To date, limited research shows that these fields do not present dangerous exposure levels, but studies are small and involve no long-term follow up of exposed children.
There therefore remains some uncertainty about how much these chemicals enter the bodies of active children. Additionally, risk may depend on environmental conditions and field age.
- New fields appear to have similar rates of injury as natural grass, though the types of injury may vary.

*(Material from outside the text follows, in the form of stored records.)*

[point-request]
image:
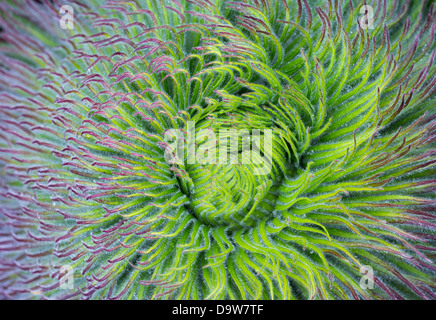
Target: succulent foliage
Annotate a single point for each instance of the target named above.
(84, 118)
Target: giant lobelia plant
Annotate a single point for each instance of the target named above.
(92, 114)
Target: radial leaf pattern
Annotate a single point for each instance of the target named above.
(85, 117)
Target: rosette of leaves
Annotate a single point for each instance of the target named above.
(85, 118)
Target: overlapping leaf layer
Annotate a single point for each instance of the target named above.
(84, 181)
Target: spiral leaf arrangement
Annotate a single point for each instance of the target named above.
(84, 118)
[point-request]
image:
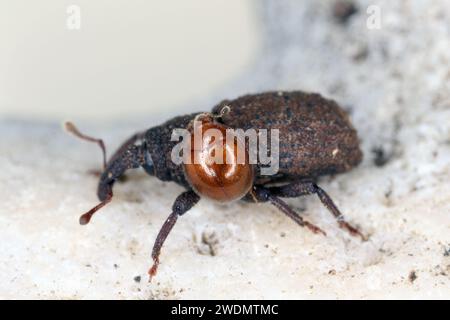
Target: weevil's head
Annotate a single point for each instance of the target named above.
(214, 168)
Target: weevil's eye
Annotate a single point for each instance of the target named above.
(219, 168)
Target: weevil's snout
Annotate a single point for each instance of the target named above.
(148, 165)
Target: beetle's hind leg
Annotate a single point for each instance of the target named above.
(303, 188)
(265, 195)
(182, 204)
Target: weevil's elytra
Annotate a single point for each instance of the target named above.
(316, 139)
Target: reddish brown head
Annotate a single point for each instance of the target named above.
(215, 171)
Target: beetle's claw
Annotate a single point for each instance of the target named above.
(352, 230)
(314, 228)
(153, 270)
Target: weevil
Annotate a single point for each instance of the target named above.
(316, 138)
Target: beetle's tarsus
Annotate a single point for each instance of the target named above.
(182, 204)
(283, 207)
(303, 188)
(85, 218)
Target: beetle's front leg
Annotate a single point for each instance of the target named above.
(182, 204)
(302, 188)
(132, 157)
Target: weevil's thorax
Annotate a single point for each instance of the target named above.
(160, 145)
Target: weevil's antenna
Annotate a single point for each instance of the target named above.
(71, 128)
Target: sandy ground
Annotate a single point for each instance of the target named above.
(394, 81)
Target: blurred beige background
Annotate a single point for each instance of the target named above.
(128, 57)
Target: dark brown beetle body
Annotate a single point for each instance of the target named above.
(315, 138)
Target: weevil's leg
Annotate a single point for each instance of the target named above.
(86, 217)
(264, 194)
(182, 204)
(132, 157)
(303, 188)
(71, 128)
(130, 141)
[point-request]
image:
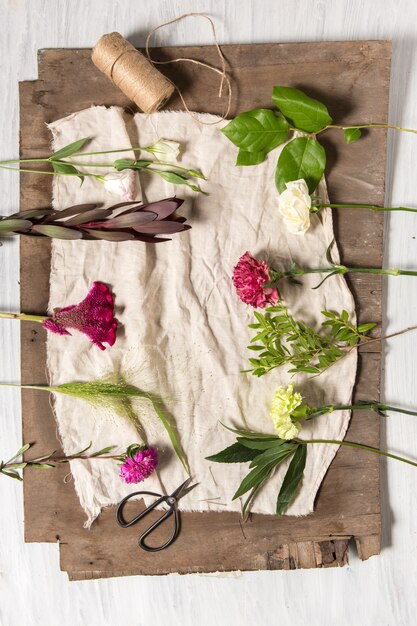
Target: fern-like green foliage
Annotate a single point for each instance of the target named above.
(281, 340)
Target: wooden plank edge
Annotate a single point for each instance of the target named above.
(290, 556)
(367, 546)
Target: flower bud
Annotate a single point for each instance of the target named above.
(121, 184)
(294, 204)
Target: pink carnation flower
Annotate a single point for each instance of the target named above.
(139, 466)
(249, 277)
(94, 317)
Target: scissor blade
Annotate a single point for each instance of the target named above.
(183, 489)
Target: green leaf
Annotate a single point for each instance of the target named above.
(131, 164)
(292, 479)
(364, 328)
(261, 444)
(12, 474)
(21, 451)
(103, 451)
(248, 434)
(254, 479)
(273, 455)
(258, 131)
(9, 226)
(352, 134)
(303, 112)
(109, 235)
(158, 408)
(244, 157)
(57, 232)
(65, 169)
(173, 177)
(72, 148)
(301, 158)
(12, 466)
(236, 453)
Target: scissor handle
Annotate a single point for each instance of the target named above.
(171, 511)
(119, 511)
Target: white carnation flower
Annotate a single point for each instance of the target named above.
(284, 403)
(294, 204)
(122, 184)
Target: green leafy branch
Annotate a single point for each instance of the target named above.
(259, 131)
(281, 340)
(12, 467)
(265, 453)
(175, 174)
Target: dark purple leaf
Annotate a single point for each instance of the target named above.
(32, 213)
(149, 238)
(10, 225)
(164, 208)
(160, 228)
(88, 216)
(127, 221)
(58, 232)
(158, 207)
(110, 236)
(70, 211)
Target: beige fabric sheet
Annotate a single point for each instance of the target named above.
(183, 330)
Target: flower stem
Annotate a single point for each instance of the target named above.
(24, 317)
(29, 171)
(362, 406)
(393, 126)
(360, 446)
(342, 269)
(372, 207)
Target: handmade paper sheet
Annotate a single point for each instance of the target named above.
(183, 331)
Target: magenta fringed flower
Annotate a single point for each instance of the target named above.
(94, 317)
(249, 277)
(139, 464)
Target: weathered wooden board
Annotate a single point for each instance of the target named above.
(353, 79)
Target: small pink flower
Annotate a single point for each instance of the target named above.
(94, 317)
(249, 277)
(138, 466)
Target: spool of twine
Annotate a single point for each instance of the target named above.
(131, 72)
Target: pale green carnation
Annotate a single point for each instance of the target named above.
(284, 403)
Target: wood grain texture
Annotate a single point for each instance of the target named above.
(378, 591)
(348, 503)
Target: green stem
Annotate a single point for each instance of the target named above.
(373, 406)
(342, 269)
(108, 151)
(372, 207)
(45, 160)
(393, 126)
(28, 171)
(360, 446)
(24, 317)
(40, 387)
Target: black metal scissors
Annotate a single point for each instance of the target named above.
(171, 500)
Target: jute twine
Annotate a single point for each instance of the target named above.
(131, 72)
(137, 76)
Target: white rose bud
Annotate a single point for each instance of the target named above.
(294, 204)
(122, 184)
(165, 150)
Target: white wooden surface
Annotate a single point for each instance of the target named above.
(379, 592)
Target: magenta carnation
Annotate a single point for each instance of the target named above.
(249, 277)
(94, 317)
(139, 466)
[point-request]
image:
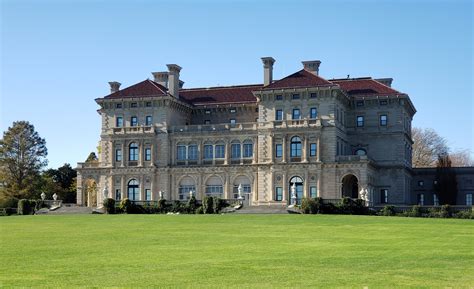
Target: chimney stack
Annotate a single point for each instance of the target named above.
(161, 78)
(173, 79)
(267, 70)
(312, 66)
(114, 86)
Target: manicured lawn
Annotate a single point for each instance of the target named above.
(239, 251)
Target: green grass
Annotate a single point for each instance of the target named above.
(239, 251)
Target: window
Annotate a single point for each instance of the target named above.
(279, 114)
(119, 121)
(278, 194)
(278, 150)
(147, 154)
(468, 199)
(296, 114)
(208, 152)
(248, 149)
(384, 196)
(133, 121)
(220, 151)
(235, 151)
(295, 147)
(181, 152)
(383, 120)
(118, 155)
(312, 150)
(421, 199)
(133, 152)
(192, 152)
(148, 120)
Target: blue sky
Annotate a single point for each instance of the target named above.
(57, 57)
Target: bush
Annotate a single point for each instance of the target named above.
(208, 205)
(388, 211)
(126, 206)
(109, 206)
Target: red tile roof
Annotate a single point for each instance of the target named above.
(141, 89)
(364, 86)
(217, 95)
(301, 78)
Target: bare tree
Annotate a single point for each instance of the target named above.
(427, 146)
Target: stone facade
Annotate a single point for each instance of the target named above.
(330, 138)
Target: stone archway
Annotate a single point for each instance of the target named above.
(350, 186)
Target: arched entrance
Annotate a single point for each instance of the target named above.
(133, 190)
(350, 187)
(91, 193)
(297, 182)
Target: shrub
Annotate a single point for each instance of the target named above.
(388, 211)
(109, 206)
(126, 206)
(207, 205)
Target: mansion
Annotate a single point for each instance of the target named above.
(303, 133)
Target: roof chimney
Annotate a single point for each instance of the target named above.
(173, 79)
(312, 66)
(267, 70)
(161, 78)
(114, 86)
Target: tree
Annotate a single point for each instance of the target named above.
(445, 186)
(427, 146)
(22, 157)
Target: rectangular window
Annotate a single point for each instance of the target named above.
(248, 150)
(119, 121)
(296, 114)
(220, 151)
(192, 152)
(208, 152)
(279, 114)
(278, 150)
(312, 150)
(148, 120)
(147, 154)
(468, 199)
(181, 153)
(133, 121)
(383, 120)
(235, 151)
(118, 155)
(384, 196)
(278, 194)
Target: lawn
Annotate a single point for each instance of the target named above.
(237, 251)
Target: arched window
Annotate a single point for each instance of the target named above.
(133, 191)
(295, 146)
(133, 152)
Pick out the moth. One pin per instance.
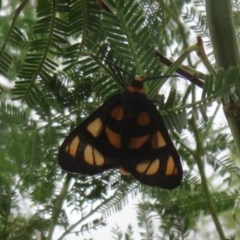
(128, 133)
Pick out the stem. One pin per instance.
(226, 51)
(57, 207)
(200, 164)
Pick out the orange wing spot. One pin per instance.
(72, 147)
(117, 113)
(137, 142)
(170, 170)
(158, 140)
(153, 167)
(113, 138)
(132, 89)
(143, 119)
(124, 172)
(95, 127)
(92, 156)
(148, 167)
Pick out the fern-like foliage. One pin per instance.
(66, 57)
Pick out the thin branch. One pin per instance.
(191, 77)
(15, 17)
(208, 196)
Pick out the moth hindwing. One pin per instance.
(126, 132)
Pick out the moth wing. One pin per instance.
(86, 149)
(155, 163)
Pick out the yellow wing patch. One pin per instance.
(170, 170)
(92, 156)
(72, 147)
(117, 113)
(137, 142)
(158, 140)
(148, 167)
(95, 127)
(113, 138)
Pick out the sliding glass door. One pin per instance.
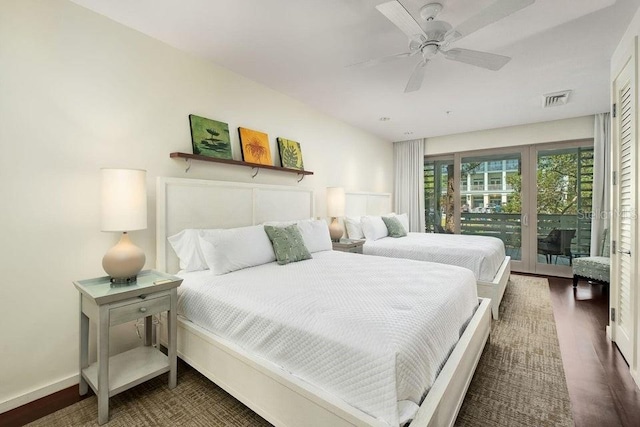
(564, 178)
(490, 199)
(536, 199)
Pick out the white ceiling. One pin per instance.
(302, 48)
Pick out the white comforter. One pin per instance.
(480, 254)
(373, 331)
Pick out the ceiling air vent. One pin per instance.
(555, 99)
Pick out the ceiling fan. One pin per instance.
(431, 37)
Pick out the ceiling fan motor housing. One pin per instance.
(429, 11)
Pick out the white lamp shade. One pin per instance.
(124, 199)
(335, 201)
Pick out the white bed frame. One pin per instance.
(276, 395)
(364, 203)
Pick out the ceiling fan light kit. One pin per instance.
(430, 36)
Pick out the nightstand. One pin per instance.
(348, 245)
(110, 305)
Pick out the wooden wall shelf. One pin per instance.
(188, 157)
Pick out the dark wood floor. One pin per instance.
(600, 386)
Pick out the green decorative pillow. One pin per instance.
(287, 244)
(394, 226)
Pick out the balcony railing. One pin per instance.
(507, 228)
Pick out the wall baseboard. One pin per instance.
(38, 393)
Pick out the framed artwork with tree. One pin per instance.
(210, 138)
(290, 154)
(255, 146)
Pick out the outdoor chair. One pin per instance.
(594, 268)
(557, 243)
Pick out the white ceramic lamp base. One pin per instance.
(124, 261)
(335, 230)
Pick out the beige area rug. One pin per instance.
(519, 381)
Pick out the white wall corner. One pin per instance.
(38, 393)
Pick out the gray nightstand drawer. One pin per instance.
(137, 310)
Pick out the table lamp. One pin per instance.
(124, 209)
(335, 209)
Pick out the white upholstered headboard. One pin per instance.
(362, 203)
(196, 203)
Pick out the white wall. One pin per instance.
(534, 133)
(79, 92)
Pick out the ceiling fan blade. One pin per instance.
(415, 81)
(490, 61)
(382, 60)
(396, 13)
(489, 15)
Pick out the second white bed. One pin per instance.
(482, 255)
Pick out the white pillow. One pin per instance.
(187, 246)
(354, 227)
(404, 220)
(373, 227)
(315, 233)
(235, 248)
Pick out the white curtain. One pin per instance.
(601, 180)
(408, 192)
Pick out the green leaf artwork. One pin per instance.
(290, 154)
(210, 138)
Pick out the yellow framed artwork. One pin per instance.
(255, 146)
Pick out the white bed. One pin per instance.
(484, 256)
(276, 394)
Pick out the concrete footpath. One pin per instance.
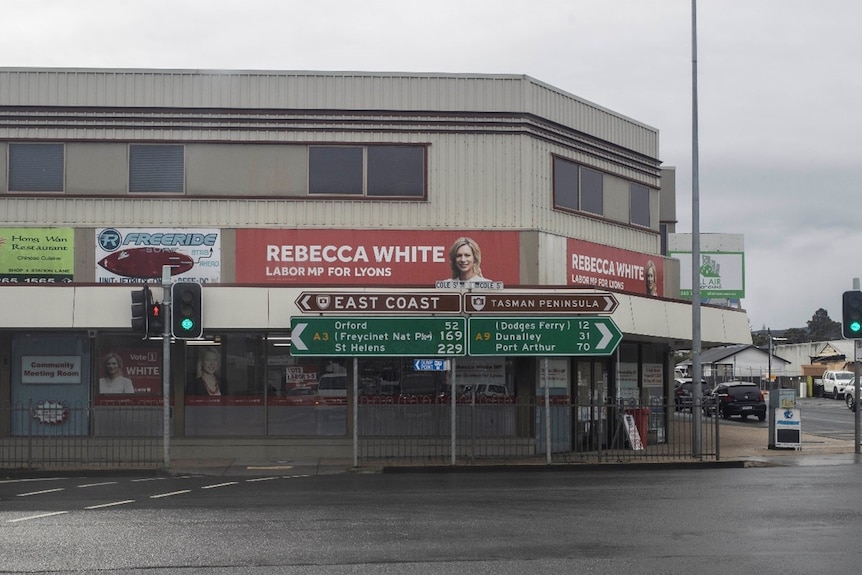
(740, 447)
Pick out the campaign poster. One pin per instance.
(37, 255)
(137, 255)
(130, 370)
(602, 267)
(370, 257)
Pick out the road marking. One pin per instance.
(41, 492)
(30, 480)
(115, 503)
(219, 485)
(38, 516)
(172, 493)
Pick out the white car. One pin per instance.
(849, 395)
(836, 382)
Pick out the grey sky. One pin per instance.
(779, 83)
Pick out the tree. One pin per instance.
(821, 328)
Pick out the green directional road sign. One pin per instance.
(383, 336)
(540, 336)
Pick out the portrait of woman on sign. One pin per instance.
(114, 380)
(207, 379)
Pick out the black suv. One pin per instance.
(738, 398)
(683, 393)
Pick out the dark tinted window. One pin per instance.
(157, 169)
(741, 391)
(396, 171)
(639, 201)
(592, 191)
(335, 170)
(566, 184)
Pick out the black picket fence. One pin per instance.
(390, 430)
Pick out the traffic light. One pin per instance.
(140, 313)
(851, 315)
(186, 311)
(155, 320)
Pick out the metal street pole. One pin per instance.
(166, 365)
(857, 422)
(695, 249)
(769, 375)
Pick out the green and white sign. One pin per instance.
(543, 336)
(385, 336)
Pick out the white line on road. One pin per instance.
(172, 493)
(41, 492)
(219, 485)
(37, 516)
(113, 504)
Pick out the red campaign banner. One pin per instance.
(367, 257)
(130, 370)
(602, 267)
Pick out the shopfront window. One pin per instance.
(224, 386)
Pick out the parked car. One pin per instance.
(834, 383)
(849, 393)
(683, 392)
(737, 398)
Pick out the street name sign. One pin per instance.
(378, 302)
(541, 336)
(538, 302)
(430, 365)
(382, 336)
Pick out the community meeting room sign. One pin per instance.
(367, 257)
(37, 255)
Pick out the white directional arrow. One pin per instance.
(295, 334)
(303, 302)
(607, 336)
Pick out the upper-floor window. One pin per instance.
(577, 187)
(157, 168)
(374, 171)
(36, 167)
(639, 202)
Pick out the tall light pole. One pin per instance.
(771, 340)
(695, 248)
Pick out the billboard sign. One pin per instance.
(417, 258)
(606, 268)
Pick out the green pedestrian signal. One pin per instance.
(851, 315)
(186, 311)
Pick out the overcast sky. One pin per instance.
(779, 93)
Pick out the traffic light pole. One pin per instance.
(166, 365)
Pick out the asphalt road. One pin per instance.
(763, 520)
(827, 417)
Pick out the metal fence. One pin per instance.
(52, 434)
(504, 430)
(389, 431)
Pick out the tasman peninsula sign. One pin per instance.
(470, 303)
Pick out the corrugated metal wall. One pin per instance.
(320, 90)
(484, 171)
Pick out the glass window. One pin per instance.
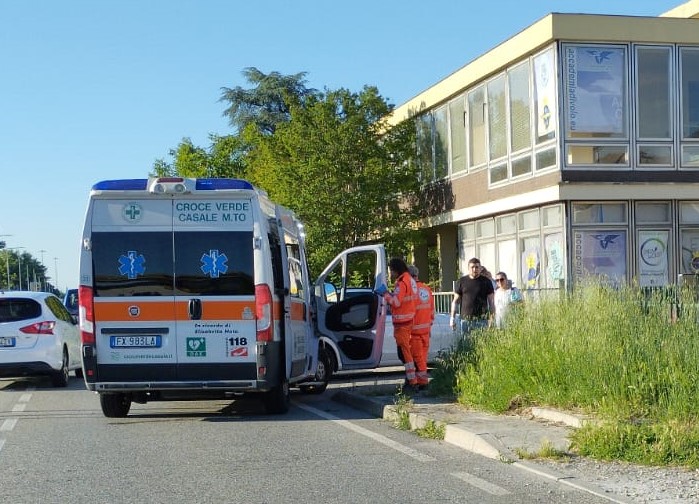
(690, 155)
(497, 120)
(506, 224)
(654, 93)
(689, 68)
(690, 251)
(507, 259)
(545, 96)
(552, 216)
(134, 264)
(214, 263)
(531, 262)
(653, 213)
(522, 166)
(476, 127)
(529, 220)
(546, 159)
(655, 155)
(467, 231)
(498, 173)
(599, 213)
(458, 135)
(424, 146)
(520, 114)
(689, 213)
(600, 253)
(598, 154)
(441, 143)
(596, 91)
(485, 228)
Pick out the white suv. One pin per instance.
(38, 337)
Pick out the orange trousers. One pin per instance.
(419, 347)
(402, 334)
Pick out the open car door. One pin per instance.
(347, 309)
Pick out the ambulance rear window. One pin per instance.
(214, 263)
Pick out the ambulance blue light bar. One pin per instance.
(121, 185)
(214, 184)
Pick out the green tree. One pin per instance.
(342, 170)
(266, 104)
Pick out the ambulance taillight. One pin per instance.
(86, 315)
(263, 309)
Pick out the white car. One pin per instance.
(38, 337)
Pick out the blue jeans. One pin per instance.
(469, 325)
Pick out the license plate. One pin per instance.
(7, 341)
(135, 341)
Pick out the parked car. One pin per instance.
(70, 301)
(38, 337)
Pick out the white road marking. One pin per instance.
(421, 457)
(8, 424)
(484, 485)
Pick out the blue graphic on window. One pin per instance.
(214, 264)
(131, 264)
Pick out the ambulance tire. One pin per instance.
(324, 371)
(278, 400)
(115, 405)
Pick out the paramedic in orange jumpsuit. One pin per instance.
(402, 301)
(422, 326)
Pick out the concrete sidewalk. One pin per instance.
(500, 437)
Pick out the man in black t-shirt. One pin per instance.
(474, 294)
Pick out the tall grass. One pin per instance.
(620, 354)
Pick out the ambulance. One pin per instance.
(194, 289)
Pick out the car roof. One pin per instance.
(25, 294)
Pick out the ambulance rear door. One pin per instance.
(348, 310)
(214, 286)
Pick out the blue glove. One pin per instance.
(381, 289)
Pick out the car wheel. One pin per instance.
(115, 405)
(60, 378)
(278, 400)
(324, 371)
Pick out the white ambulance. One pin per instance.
(199, 289)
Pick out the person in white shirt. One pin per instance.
(505, 295)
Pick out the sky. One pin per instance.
(94, 90)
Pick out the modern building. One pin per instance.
(569, 150)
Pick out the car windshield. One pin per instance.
(16, 309)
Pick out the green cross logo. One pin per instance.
(132, 212)
(196, 347)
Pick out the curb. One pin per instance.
(484, 444)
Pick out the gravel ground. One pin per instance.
(641, 484)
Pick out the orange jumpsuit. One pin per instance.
(402, 301)
(420, 335)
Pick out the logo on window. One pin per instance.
(213, 264)
(131, 264)
(132, 212)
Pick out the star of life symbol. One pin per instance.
(132, 212)
(131, 264)
(213, 263)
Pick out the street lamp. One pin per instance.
(7, 264)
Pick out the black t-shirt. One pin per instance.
(474, 296)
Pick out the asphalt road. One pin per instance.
(57, 447)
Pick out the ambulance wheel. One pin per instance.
(60, 377)
(324, 371)
(115, 405)
(278, 400)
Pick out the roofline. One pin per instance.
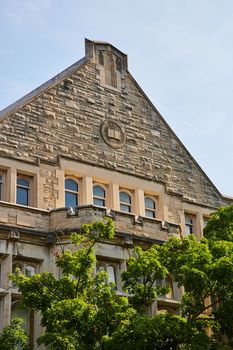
(12, 108)
(173, 133)
(99, 42)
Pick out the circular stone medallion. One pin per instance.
(113, 133)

- Artificial turf may have lower concentrations of bacteria but cause more skin abrasions that could lead to infection. The sum of these effects is not certain.
- The risk is low from new fields, but older and aging fields remain a concern.
What are the environmental concerns for artificial turf?
- Contamination of waterways. These fields can leach toxic zinc into waterways, harming aquatic life.
- Heat island effect. These fields may retain even more heat than paved surfaces, worsening the “heat island” effect of cities and communities.
- Displacement of natural environments. Natural environments offer many physical and psychological benefits. Artificial fields can reduce these natural settings.
Limited research shows that new artificial turf is probably safe, though uncertainties remain. Further research and improvement of natural and artificial fields should further reduce health and environmental risks.